Unless we really are seeking only incremental changes to a design, the practice of filtering design variables prior to design space exploration is not recommended. After all, we really don’t care about the sensitivity derivatives of the baseline design, and the significant effort required to calculate them is probably better spent on the design space search.

Let’s consider an example. A rubber bushing, shown in Figure 1, is encased in steel and has a steel shaft through its center hole that moves to the left and right. The rubber bushing is to be designed such that its response to prescribed loads matches two force-deflection curves, one in each of the two primary loading directions. The target force-deflection curves are bilinear, as shown in Figure 2.

The optimization statement is:

Objective: Minimize the root mean square error (RMSE) between the actual load-deflection curve and the target load-deflection curve

Variables: shape parameters (see Figure 1):

LGap1, LGap2, RGap, RD1, RD2, LegWidth, LegLength

Each potential design was analyzed using ABAQUS/Standard, and the analysis included geometric nonlinearity (large strains), material nonlinearity (rubber material response) and contact at the boundaries.

For the current discussion, we are not concerned with the details of the design exploration study, so we will skip straight to the results. The best design found and its performance are shown in Figure 3.

The design sensitivities of both the baseline design and the final design were calculated. Then, the percentage contribution of each variable to the RMSE response was plotted, as shown in Figure 4. This is often referred to as a pareto chart. It provides a convenient way to visually see which variables have the most influence on the design behavior.

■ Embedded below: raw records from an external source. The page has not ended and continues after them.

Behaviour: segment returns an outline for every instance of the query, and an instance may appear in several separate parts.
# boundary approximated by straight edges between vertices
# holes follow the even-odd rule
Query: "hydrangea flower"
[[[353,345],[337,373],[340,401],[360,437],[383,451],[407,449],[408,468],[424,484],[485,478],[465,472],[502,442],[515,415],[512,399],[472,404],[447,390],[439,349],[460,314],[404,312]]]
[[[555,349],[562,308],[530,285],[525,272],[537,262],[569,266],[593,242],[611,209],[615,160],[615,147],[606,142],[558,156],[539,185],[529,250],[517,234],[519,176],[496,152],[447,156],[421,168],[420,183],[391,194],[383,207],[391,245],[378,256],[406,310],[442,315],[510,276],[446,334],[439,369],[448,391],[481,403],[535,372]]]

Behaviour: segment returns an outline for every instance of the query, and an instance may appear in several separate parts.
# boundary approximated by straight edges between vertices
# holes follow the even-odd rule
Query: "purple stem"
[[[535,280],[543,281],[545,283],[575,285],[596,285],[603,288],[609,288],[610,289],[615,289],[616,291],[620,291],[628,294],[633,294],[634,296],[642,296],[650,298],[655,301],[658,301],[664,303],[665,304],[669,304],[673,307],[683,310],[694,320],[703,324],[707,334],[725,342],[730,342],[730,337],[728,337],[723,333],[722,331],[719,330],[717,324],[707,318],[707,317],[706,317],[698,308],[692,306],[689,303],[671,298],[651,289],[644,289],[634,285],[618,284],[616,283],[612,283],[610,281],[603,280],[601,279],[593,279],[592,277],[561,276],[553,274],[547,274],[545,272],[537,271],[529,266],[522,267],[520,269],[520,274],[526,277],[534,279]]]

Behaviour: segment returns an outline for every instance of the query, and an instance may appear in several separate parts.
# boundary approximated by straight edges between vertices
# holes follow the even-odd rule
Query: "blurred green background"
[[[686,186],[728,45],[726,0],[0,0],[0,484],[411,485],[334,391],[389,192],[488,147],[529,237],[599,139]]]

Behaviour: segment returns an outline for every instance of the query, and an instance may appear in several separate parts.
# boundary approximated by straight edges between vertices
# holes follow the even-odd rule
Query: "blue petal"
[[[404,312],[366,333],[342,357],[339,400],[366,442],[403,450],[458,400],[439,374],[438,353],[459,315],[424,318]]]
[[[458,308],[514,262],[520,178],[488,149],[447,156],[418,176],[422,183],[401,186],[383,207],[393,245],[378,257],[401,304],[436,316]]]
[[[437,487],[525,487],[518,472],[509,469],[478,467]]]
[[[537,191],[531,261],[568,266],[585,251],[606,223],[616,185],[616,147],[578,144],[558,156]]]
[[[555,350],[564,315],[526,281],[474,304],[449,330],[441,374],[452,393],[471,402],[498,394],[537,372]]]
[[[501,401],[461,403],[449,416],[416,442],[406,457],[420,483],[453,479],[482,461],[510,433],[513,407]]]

For the best design found, the results in Figure 4 indicate that the RMSE is most sensitive to LGap1, so we should maintain a strict tolerance on this variable to ensure high quality designs. In addition, the interactions between LGap1 and LGap2 (AB) and between LGap1 and LegWidth (AF) are also strong, so we must pay attention to the values of LGap2 and LegWidth as well.

The results in Figure 4 also illustrate that the design sensitivities of the baseline design and the best design are very different in many ways. For example, the baseline design is very sensitive to the LGap2 variable. But the best design shows almost no influence due to the value of LGap2, even though the interaction between LGap2 and LGap1 is relatively strong. Note the other differences between the designs in Figure 4.

This example illustrates the proper use of design sensitivities for maintaining quality and reducing cost. It also demonstrates that design sensitivities can be very different from design to design.

In general, it is not advised to calculate sensitivities at the beginning of a design study, and it is very risky to filter out design variables based on sensitivities of the baseline design. Doing so will often lead to sub-optimal designs being found during the design space exploration.

We hope this tip helps you to find better designs, *faster*.